Exploiting Reversible Computing for Latent-Fault-Free Error Detecting/Correcting CMOS Circuits

Abstract

Unlike conventional CMOS circuits, reversible circuits do not have latent faults, so faults occurring in internal circuit nodes always result in an error at the output. This is a unique feature for online or concurrent fault tolerance and the main motivation of this paper with an aim of achieving highly efficient fault-tolerant CMOS logic circuits. For this purpose, we first implement fault-tolerant reversible circuits. We develop two techniques to make a reversible circuit fault-tolerant by using multiple-control Toffoli gates. The first technique is based on single parity preserving and offers error detection for odd number of errors at the output. The second technique is constructed on Hamming codes, which results in circuits detecting any number of errors unless the number of errors at the output is the order of $d$ or correcting $(d-1)/2$ bit errors, where $d$ is the minimum Hamming distance between any pair of bit patterns. We select $d=3$ in this paper. We also claim that 100% error detection is possible with conservative reversible gates, such as a Fredkin gate. For this purpose, we develop a greedy synthesis algorithm that implements an arbitrary reversible function with multiple-control Fredkin gates.
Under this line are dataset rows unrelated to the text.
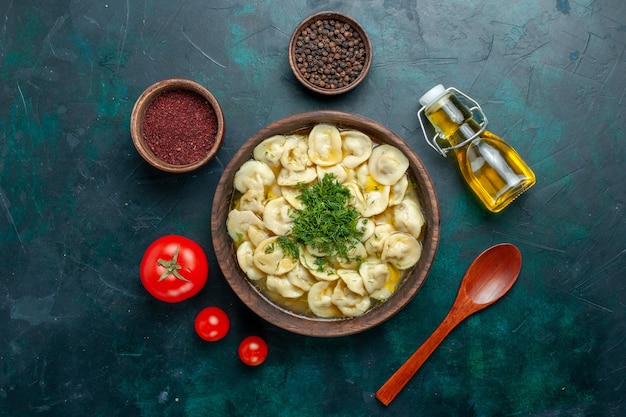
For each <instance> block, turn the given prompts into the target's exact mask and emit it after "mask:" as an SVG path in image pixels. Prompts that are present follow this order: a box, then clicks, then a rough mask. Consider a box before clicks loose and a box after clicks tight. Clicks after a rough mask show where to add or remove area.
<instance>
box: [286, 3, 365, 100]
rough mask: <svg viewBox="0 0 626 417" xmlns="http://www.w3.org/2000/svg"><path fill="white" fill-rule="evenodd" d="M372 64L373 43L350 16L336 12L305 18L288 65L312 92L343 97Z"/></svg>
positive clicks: (293, 45)
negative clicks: (336, 95)
mask: <svg viewBox="0 0 626 417" xmlns="http://www.w3.org/2000/svg"><path fill="white" fill-rule="evenodd" d="M371 64H372V44H371V42H370V39H369V37H368V36H367V33H366V32H365V30H364V29H363V28H362V27H361V25H359V23H357V22H356V21H355V20H354V19H352V18H351V17H349V16H347V15H345V14H342V13H338V12H333V11H324V12H319V13H315V14H313V15H311V16H309V17H307V18H306V19H304V20H303V21H302V22H301V23H300V24H299V25H298V27H297V28H296V30H295V31H294V32H293V35H292V36H291V40H290V42H289V65H290V67H291V70H292V71H293V73H294V75H295V77H296V78H297V79H298V81H300V83H302V85H304V86H305V87H306V88H308V89H309V90H311V91H314V92H316V93H319V94H323V95H336V94H342V93H345V92H347V91H350V90H352V89H353V88H354V87H356V86H357V85H358V84H359V83H360V82H361V81H363V79H364V78H365V76H366V75H367V73H368V71H369V69H370V66H371Z"/></svg>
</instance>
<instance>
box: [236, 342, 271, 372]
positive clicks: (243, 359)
mask: <svg viewBox="0 0 626 417" xmlns="http://www.w3.org/2000/svg"><path fill="white" fill-rule="evenodd" d="M267 351H268V349H267V343H265V340H263V339H261V338H260V337H259V336H248V337H246V338H245V339H243V340H242V341H241V344H240V345H239V359H241V361H242V362H243V363H245V364H246V365H250V366H258V365H260V364H262V363H263V361H265V358H267Z"/></svg>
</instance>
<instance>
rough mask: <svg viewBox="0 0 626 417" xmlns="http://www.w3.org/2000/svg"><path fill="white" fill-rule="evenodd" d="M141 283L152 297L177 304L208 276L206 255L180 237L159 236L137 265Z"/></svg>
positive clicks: (184, 298) (148, 246)
mask: <svg viewBox="0 0 626 417" xmlns="http://www.w3.org/2000/svg"><path fill="white" fill-rule="evenodd" d="M139 276H140V277H141V283H142V284H143V286H144V287H145V288H146V290H148V292H149V293H150V294H152V295H153V296H154V297H155V298H158V299H159V300H161V301H165V302H168V303H177V302H179V301H183V300H186V299H187V298H189V297H191V296H193V295H195V294H197V293H198V292H199V291H200V290H201V289H202V287H204V284H206V280H207V277H208V276H209V262H208V260H207V257H206V254H205V253H204V251H203V250H202V248H201V247H200V245H198V244H197V243H196V242H194V241H193V240H191V239H187V238H186V237H183V236H177V235H168V236H162V237H160V238H158V239H157V240H155V241H154V242H152V244H151V245H150V246H148V249H146V251H145V253H144V255H143V259H142V260H141V265H140V266H139Z"/></svg>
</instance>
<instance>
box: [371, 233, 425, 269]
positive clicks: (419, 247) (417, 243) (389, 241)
mask: <svg viewBox="0 0 626 417" xmlns="http://www.w3.org/2000/svg"><path fill="white" fill-rule="evenodd" d="M421 256H422V244H421V243H420V242H418V241H417V239H415V238H414V237H413V236H411V235H410V234H408V233H403V232H396V233H392V234H390V235H389V236H388V237H387V238H386V239H385V243H384V245H383V251H382V253H381V256H380V260H381V261H383V262H389V263H390V264H391V265H393V266H394V267H396V268H397V269H399V270H405V269H409V268H411V267H412V266H414V265H415V264H416V263H417V261H419V259H420V257H421Z"/></svg>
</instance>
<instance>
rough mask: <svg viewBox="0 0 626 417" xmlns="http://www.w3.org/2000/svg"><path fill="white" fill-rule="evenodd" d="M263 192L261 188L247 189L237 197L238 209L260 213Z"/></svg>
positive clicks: (257, 213)
mask: <svg viewBox="0 0 626 417" xmlns="http://www.w3.org/2000/svg"><path fill="white" fill-rule="evenodd" d="M264 199H265V193H264V192H263V190H248V191H246V192H245V193H244V194H243V195H242V196H241V198H240V199H239V207H238V209H239V210H241V211H246V210H248V211H251V212H253V213H254V214H258V215H261V214H262V213H263V209H264V208H265V206H264V205H263V200H264Z"/></svg>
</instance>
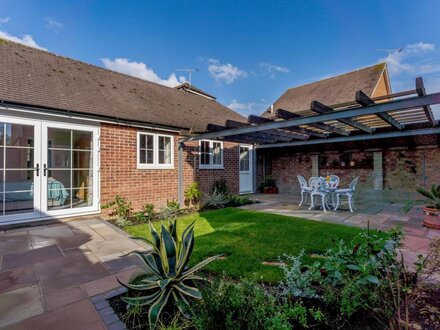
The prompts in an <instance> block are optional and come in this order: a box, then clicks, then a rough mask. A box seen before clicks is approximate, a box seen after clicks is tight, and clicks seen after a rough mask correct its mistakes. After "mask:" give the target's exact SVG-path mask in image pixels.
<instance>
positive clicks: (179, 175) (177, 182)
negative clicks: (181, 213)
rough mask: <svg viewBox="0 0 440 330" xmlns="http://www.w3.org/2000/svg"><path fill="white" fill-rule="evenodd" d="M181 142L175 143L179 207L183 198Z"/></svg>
mask: <svg viewBox="0 0 440 330" xmlns="http://www.w3.org/2000/svg"><path fill="white" fill-rule="evenodd" d="M184 146H185V145H184V144H183V142H179V143H178V145H177V151H178V153H177V154H178V161H177V196H178V200H179V205H180V207H183V206H184V200H183V147H184Z"/></svg>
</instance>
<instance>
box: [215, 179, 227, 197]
mask: <svg viewBox="0 0 440 330" xmlns="http://www.w3.org/2000/svg"><path fill="white" fill-rule="evenodd" d="M215 191H217V193H221V194H223V195H229V188H228V183H227V182H226V180H225V179H219V180H215V181H214V184H213V185H212V188H211V193H214V192H215Z"/></svg>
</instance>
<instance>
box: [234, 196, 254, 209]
mask: <svg viewBox="0 0 440 330" xmlns="http://www.w3.org/2000/svg"><path fill="white" fill-rule="evenodd" d="M253 203H254V201H253V200H252V199H250V198H249V197H247V196H240V195H232V196H230V197H229V202H228V206H234V207H237V206H243V205H248V204H253Z"/></svg>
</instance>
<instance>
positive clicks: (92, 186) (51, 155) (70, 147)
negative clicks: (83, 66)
mask: <svg viewBox="0 0 440 330" xmlns="http://www.w3.org/2000/svg"><path fill="white" fill-rule="evenodd" d="M98 132H99V131H98V128H97V127H89V126H83V125H73V124H62V123H51V122H44V121H38V120H27V119H21V118H11V117H9V118H8V117H2V116H0V202H1V203H0V204H1V205H0V224H6V223H14V222H19V221H23V220H29V219H38V218H46V217H52V216H62V215H75V214H78V213H87V212H91V211H97V210H98V202H99V196H98V189H99V182H98V179H99V177H98V175H99V168H98V166H99V164H98Z"/></svg>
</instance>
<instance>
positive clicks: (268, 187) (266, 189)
mask: <svg viewBox="0 0 440 330" xmlns="http://www.w3.org/2000/svg"><path fill="white" fill-rule="evenodd" d="M259 189H260V192H262V193H265V194H277V193H278V188H277V186H276V181H275V179H274V178H272V177H271V176H268V177H266V178H265V179H264V180H263V181H262V182H261V183H260V185H259Z"/></svg>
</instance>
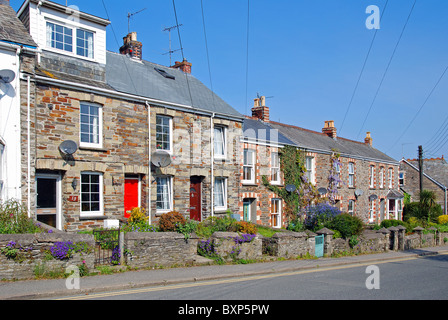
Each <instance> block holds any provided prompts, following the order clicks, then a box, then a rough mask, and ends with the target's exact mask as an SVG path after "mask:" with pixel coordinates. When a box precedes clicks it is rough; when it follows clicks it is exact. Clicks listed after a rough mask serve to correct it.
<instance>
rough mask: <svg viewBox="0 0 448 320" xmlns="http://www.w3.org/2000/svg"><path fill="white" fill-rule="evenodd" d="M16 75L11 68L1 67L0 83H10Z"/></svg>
mask: <svg viewBox="0 0 448 320" xmlns="http://www.w3.org/2000/svg"><path fill="white" fill-rule="evenodd" d="M15 77H16V74H15V73H14V71H12V70H8V69H3V70H0V82H2V83H10V82H12V81H13V80H14V79H15Z"/></svg>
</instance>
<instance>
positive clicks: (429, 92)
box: [386, 66, 448, 153]
mask: <svg viewBox="0 0 448 320" xmlns="http://www.w3.org/2000/svg"><path fill="white" fill-rule="evenodd" d="M447 70H448V66H447V67H446V68H445V70H443V72H442V74H441V75H440V77H439V79H438V80H437V82H436V83H435V84H434V86H433V87H432V89H431V91H430V92H429V94H428V96H427V97H426V99H425V101H424V102H423V104H422V105H421V106H420V108H419V109H418V111H417V112H416V114H415V115H414V117H413V118H412V119H411V121H410V122H409V124H408V125H407V126H406V129H404V131H403V133H402V134H401V135H400V136H399V137H398V139H397V140H396V141H395V142H394V144H393V145H392V146H391V147H390V148H389V150H388V151H386V153H387V152H389V151H390V150H392V148H393V147H395V145H396V144H397V143H398V141H400V139H401V138H402V137H403V136H404V134H405V133H406V132H407V131H408V129H409V127H410V126H411V125H412V123H413V122H414V121H415V119H417V116H418V115H419V113H420V111H422V109H423V107H424V106H425V105H426V103H427V102H428V100H429V98H430V97H431V96H432V94H433V93H434V91H435V89H436V88H437V86H438V85H439V83H440V81H441V80H442V78H443V76H444V75H445V73H446V71H447Z"/></svg>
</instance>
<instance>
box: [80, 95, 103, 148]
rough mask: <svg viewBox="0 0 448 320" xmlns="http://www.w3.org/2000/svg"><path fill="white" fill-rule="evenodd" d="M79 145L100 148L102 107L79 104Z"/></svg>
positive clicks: (101, 123) (102, 129)
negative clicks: (79, 139) (79, 117)
mask: <svg viewBox="0 0 448 320" xmlns="http://www.w3.org/2000/svg"><path fill="white" fill-rule="evenodd" d="M80 145H81V146H85V147H97V148H101V147H102V146H103V108H102V106H100V105H97V104H92V103H87V102H81V110H80Z"/></svg>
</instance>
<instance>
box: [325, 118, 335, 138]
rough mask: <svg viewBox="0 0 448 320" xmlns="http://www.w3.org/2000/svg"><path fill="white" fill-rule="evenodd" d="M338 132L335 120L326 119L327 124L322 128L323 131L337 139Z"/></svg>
mask: <svg viewBox="0 0 448 320" xmlns="http://www.w3.org/2000/svg"><path fill="white" fill-rule="evenodd" d="M336 132H337V130H336V128H335V126H334V121H333V120H328V121H325V125H324V127H323V128H322V133H324V134H326V135H327V136H329V137H330V138H332V139H336V137H337V134H336Z"/></svg>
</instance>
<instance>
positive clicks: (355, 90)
mask: <svg viewBox="0 0 448 320" xmlns="http://www.w3.org/2000/svg"><path fill="white" fill-rule="evenodd" d="M388 2H389V0H387V1H386V4H385V5H384V8H383V13H382V14H381V17H380V19H381V20H382V18H383V15H384V12H385V11H386V7H387V3H388ZM377 32H378V29H375V33H374V35H373V38H372V41H371V43H370V47H369V50H368V51H367V55H366V57H365V59H364V63H363V65H362V68H361V72H360V73H359V76H358V80H357V81H356V85H355V88H354V89H353V93H352V96H351V98H350V102H349V104H348V106H347V110H346V111H345V115H344V119H343V120H342V124H341V127H340V129H339V133H340V132H341V131H342V127H343V126H344V123H345V119H346V118H347V114H348V112H349V110H350V107H351V105H352V103H353V98H354V97H355V94H356V91H357V90H358V85H359V82H360V80H361V77H362V74H363V73H364V69H365V67H366V64H367V60H368V59H369V56H370V51H371V50H372V47H373V43H374V42H375V38H376V34H377Z"/></svg>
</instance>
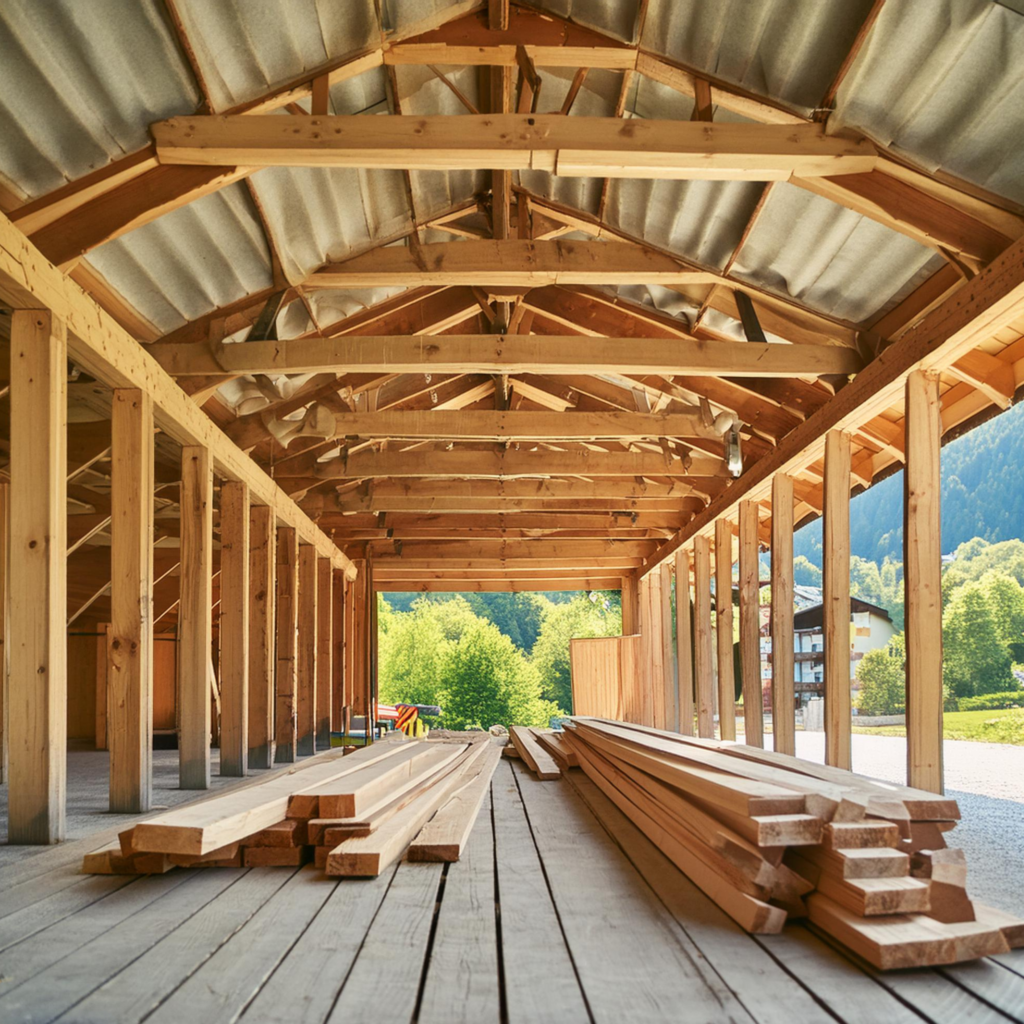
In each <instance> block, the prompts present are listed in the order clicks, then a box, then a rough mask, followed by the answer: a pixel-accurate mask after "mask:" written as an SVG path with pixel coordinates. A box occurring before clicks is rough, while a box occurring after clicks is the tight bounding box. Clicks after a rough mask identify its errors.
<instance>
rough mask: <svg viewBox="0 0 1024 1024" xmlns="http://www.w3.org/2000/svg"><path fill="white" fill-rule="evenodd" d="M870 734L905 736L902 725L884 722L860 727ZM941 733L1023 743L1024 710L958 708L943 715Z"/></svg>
mask: <svg viewBox="0 0 1024 1024" xmlns="http://www.w3.org/2000/svg"><path fill="white" fill-rule="evenodd" d="M853 731H854V732H860V733H863V734H865V735H870V736H905V735H906V728H905V727H904V726H902V725H882V726H879V727H878V728H863V727H861V728H857V726H854V728H853ZM942 735H943V736H944V737H945V738H946V739H974V740H978V741H980V742H984V743H1015V744H1017V745H1018V746H1024V709H1022V708H1011V709H1009V710H1007V711H955V712H946V714H945V715H944V716H943V729H942Z"/></svg>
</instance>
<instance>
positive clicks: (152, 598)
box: [106, 389, 154, 814]
mask: <svg viewBox="0 0 1024 1024" xmlns="http://www.w3.org/2000/svg"><path fill="white" fill-rule="evenodd" d="M111 430H112V440H113V451H112V457H111V508H112V511H113V515H112V518H111V626H110V630H109V633H108V665H106V679H108V701H106V703H108V708H109V714H108V718H106V737H108V740H106V745H108V748H109V749H110V752H111V767H110V809H111V811H113V812H116V813H121V814H141V813H143V812H145V811H148V810H150V808H151V806H152V804H153V671H154V663H153V586H154V580H153V495H154V428H153V401H152V400H151V398H150V396H148V395H147V394H145V392H144V391H139V390H136V389H132V390H124V389H118V390H116V391H115V392H114V400H113V404H112V419H111Z"/></svg>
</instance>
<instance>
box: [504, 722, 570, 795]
mask: <svg viewBox="0 0 1024 1024" xmlns="http://www.w3.org/2000/svg"><path fill="white" fill-rule="evenodd" d="M509 732H510V735H511V736H512V742H513V743H514V744H515V749H516V750H517V751H518V752H519V756H520V757H521V758H522V759H523V761H525V762H526V764H527V765H528V766H529V770H530V771H531V772H532V773H534V774H535V775H536V776H537V777H538V778H539V779H541V780H542V781H545V780H551V779H557V778H561V777H562V771H561V769H560V768H559V767H558V765H557V763H556V762H555V759H554V758H553V757H551V755H550V754H548V752H547V751H546V750H544V749H543V748H542V746H541V744H540V743H538V741H537V740H536V739H535V738H534V735H532V733H531V732H530V731H529V729H527V728H526V727H525V726H523V725H513V726H512V728H511V729H510V730H509Z"/></svg>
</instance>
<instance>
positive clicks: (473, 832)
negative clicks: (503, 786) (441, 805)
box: [408, 741, 502, 861]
As the next step, we utilize the proposed reversible circuits with conventional CMOS gates. This certainly approves the practical use of the proposed techniques. The effectiveness of our techniques is demonstrated on benchmark circuits, implemented by both reversible and CMOS gates, in terms of fault tolerance performances and area costs. Comparisons with the related studies in the literature as well as with dual-modular redundancy and triple-modular redundancy-based circuits clearly favor the proposed designs.